I emailed Baratza about this and they gave the following info regarding washers either side of the gear and gearbox housing (shimming), to either raise or lower the centre burr. They said to go to https://baratza.com/wp-content/uploads/2015/10/GB2.0-Installation-v1.2.pdf and review the final page for shimming guide. It doesn't mention the encore but I guess it would be the same as the virtuoso.

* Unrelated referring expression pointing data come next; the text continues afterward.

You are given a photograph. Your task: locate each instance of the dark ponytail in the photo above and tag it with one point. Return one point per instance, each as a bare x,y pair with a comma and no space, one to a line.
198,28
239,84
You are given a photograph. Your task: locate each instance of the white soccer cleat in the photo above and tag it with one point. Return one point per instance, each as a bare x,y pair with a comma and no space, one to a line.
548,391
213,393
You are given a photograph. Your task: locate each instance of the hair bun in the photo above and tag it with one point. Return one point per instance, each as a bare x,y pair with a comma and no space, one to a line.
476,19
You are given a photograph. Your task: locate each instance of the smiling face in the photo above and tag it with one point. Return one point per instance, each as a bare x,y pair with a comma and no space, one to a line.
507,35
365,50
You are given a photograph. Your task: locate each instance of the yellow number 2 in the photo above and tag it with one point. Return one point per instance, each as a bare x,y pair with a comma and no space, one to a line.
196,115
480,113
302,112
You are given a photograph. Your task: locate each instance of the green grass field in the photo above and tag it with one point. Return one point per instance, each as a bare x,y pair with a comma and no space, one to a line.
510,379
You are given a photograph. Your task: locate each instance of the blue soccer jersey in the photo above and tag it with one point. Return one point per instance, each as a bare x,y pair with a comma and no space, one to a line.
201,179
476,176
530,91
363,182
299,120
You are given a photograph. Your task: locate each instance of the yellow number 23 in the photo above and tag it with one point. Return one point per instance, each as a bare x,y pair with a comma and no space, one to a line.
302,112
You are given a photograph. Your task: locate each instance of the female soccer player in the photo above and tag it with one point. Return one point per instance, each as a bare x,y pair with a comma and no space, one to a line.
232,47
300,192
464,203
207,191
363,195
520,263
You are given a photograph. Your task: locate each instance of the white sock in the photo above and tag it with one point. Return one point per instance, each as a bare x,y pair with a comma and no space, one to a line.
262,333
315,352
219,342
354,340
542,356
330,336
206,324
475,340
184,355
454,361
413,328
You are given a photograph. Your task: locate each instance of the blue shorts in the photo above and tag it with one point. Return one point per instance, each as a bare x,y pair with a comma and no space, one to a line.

If yours wasn't set right, it could either be too high or too low. In this case it sounds like it's too low. They told me this as well after I'd calibrated the shims and noticed a strange noise when no coffee was present:

"That noise you are hearing at the sub-10 settings is burr to burr contact. This is totally normal on our conical grinders. We calibrate the grinders at the factory to have a touch time between setting 8 and 12. When grinding coffee, the coffee acts as a spacer so the burrs so not touch when coffee is being ground. No damage will be done to the burrs due to this touch time as long as the grinder is not run excessively at the sub-12 settings when there is not coffee in the grinder."

I'm currently pulling an espresso in 25 seconds from a grind at setting 10/11. So it should definitely be possible. I'd review the instructions and if you're comfortable doing it, check inside the gearbox. But please don't do it if you aren't confident, there are plastic threads that are easily cracked or damaged. I take no liability for any damages you may experience - sorry I have to say that...

could you tell me about this 80 step adjustment mod? I'd love to read up on that!


----------



## Pete4eyes (Oct 10, 2020)

And sorry that was such a long post...


----------



## A_moose (Jan 3, 2021)

Pete4eyes said:


> And sorry that was such a long post...


 Hah! No worries at all!

I ended up taking it apart and looking around a bit more and noticed one of the flanges on the ring burr holder was broken as well as one on the adjustment ring.

I ended up talking to an engineer at coffeehit and they said it shouldn't affect the burrs to keep using it, just replace the parts when I can.

The 80 step adjustment is pretty simple, just cut a notch in the detent pointer and the notch allows for an extra step.

Heres a link to the first guy who did it: https://biturl.top/bamYry


----------